Ted Haggard Faces New Allegations, Launches New Church

Ted Haggard, the former president of the National Association of Evangelicals and founder of New Life Church in Colorado Springs who was brought low by a 2006 scandal involving drugs and sex with a gay escort, has disbanded his second church and founded a third congregation after refusing to address new claims of drug abuse, improprieties with young males, and lack of accountability, according to a July 24 story by Debbie Kelley for The Gazette.

Haggard now claims he “repented immediately” for his 2006 sins—though at the time he denied the claims until Mike Jones, the gay escort, went public with his story in media appearances and a book. 

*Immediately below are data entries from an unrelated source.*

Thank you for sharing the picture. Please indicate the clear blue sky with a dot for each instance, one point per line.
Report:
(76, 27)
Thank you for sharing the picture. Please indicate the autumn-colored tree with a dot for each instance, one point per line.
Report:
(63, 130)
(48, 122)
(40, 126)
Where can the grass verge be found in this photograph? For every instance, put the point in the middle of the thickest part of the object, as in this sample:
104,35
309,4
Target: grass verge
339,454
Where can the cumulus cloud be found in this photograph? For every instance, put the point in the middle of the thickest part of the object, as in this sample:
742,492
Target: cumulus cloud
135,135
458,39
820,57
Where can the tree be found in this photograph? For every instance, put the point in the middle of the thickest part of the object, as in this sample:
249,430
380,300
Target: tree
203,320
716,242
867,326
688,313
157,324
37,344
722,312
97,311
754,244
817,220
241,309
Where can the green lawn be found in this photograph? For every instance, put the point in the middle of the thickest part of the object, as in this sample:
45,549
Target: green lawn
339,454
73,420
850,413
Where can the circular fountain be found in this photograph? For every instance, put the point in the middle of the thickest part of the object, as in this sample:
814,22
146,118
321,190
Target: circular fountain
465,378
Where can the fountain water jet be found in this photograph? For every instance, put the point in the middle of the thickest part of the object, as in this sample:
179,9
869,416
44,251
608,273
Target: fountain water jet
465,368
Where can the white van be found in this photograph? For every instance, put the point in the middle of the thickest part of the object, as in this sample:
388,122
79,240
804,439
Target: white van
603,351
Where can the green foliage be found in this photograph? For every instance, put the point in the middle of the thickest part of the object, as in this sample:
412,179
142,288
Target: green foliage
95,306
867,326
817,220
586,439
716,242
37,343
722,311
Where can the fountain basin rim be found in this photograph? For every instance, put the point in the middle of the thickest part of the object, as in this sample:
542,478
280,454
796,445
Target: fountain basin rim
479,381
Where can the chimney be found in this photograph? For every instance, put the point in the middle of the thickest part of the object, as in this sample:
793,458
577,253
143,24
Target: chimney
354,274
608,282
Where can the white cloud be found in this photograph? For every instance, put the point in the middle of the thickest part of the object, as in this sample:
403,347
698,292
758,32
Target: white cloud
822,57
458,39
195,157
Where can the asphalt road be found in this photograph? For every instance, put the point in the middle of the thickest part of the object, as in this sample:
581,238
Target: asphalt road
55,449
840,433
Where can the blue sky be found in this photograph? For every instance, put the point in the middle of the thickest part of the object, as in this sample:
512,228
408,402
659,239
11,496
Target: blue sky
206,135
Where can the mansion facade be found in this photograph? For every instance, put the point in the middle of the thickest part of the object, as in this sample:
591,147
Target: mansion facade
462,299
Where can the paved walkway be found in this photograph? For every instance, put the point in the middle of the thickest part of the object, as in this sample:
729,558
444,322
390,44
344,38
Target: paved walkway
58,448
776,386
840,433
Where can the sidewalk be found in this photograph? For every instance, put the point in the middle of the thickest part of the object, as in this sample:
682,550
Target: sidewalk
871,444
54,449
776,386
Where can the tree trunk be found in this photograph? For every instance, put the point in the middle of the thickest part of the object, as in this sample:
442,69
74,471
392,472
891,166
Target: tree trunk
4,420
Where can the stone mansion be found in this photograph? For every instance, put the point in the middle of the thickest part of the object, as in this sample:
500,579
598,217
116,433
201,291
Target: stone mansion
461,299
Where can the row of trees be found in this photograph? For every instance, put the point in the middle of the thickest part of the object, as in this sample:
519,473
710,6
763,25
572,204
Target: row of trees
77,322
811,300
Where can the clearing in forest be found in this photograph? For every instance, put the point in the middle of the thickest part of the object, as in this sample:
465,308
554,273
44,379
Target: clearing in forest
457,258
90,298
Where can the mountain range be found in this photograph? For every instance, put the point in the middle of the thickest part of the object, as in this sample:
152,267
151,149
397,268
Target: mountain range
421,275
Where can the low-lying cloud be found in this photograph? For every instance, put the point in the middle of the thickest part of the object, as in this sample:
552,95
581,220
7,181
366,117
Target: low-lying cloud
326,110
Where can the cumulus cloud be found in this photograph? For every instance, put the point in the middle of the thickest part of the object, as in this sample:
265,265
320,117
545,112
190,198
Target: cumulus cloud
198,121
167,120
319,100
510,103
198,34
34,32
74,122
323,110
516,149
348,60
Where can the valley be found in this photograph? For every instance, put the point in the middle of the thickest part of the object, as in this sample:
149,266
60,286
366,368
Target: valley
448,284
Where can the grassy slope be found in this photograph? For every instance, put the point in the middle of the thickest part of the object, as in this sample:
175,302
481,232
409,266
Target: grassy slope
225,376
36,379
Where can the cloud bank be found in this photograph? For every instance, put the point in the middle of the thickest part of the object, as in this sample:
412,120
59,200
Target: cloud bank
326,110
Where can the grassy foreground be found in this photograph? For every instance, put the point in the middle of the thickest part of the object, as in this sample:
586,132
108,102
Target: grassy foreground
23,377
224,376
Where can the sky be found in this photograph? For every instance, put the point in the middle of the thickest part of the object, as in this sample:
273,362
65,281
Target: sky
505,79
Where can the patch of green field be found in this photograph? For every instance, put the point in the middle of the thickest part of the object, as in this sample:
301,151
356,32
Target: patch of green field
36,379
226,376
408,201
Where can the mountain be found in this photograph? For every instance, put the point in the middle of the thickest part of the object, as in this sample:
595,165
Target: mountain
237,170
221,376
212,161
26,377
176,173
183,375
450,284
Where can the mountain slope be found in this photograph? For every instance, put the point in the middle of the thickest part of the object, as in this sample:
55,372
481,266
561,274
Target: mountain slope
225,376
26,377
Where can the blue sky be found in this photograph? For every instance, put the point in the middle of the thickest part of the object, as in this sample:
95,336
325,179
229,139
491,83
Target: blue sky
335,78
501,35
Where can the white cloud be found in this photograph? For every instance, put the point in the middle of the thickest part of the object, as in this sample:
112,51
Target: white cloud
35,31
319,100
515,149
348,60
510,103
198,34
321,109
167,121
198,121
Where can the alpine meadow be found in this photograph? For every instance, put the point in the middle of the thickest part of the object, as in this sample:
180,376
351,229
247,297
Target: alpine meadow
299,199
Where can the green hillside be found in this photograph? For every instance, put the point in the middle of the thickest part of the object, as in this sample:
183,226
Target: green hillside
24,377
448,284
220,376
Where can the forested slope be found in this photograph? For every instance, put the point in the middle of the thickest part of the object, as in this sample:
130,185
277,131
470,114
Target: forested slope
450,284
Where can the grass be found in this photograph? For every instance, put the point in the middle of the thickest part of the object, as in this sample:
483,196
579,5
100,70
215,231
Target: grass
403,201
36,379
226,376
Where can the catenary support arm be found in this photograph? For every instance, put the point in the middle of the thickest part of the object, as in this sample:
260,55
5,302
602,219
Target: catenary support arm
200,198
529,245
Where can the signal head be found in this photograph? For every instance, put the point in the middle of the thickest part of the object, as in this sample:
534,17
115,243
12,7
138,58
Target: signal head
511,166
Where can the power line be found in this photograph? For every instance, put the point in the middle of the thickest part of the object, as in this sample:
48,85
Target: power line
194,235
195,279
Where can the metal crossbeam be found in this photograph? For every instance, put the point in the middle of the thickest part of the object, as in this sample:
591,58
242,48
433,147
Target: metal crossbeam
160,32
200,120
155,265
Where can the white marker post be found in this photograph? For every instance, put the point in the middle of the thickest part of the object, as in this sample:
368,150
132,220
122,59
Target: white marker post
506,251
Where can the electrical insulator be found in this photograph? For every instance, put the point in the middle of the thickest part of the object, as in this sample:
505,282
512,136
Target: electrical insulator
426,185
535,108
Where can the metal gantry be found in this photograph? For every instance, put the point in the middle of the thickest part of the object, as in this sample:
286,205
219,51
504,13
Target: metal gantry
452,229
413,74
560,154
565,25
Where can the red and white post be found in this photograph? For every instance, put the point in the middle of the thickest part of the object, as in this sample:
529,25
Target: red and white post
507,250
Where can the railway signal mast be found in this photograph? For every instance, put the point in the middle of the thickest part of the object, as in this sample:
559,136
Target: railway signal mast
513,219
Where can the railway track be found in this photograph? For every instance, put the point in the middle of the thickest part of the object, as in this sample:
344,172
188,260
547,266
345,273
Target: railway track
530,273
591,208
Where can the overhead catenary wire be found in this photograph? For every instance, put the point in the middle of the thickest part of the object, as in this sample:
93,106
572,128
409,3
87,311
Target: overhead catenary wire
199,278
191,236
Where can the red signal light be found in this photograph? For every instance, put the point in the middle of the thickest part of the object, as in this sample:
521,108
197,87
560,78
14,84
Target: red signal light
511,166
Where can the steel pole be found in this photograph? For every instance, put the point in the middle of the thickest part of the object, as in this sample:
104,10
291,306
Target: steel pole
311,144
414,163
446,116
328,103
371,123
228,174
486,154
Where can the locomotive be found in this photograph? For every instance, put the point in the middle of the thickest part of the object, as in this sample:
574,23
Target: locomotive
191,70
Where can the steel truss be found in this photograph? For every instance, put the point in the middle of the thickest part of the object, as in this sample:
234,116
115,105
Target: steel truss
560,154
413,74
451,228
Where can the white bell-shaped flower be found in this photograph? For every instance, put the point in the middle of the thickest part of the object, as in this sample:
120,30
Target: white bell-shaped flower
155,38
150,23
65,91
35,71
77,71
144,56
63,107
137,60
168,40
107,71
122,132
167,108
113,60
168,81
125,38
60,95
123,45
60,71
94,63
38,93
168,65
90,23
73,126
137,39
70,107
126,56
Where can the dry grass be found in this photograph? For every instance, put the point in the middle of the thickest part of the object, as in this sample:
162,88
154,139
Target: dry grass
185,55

In 2007 Haggard signed a $200,000 severance agreement that required him to leave Colorado Springs, cut off contact with New Life members, and undergo counseling. New Life also paid a six-figure settlement to one of Haggard’s victims, but the payments were stopped when the victim went public with his story.

Haggard returned to the Springs without completing his counseling regimen, complaining that the agreement was overly harsh, and claiming he was “healed” of same-sex desires.

The story was covered in a 2009 HBO documentary, “The Trials of Ted Haggard.”

He established Saint James Church in 2010 at his home—just a mile from New Life—and the new church quickly attracted hundreds of New Life members. He marketed his new church with ads and sermons that claimed his experiences had provided him insights into sin and grace that other pastors lacked.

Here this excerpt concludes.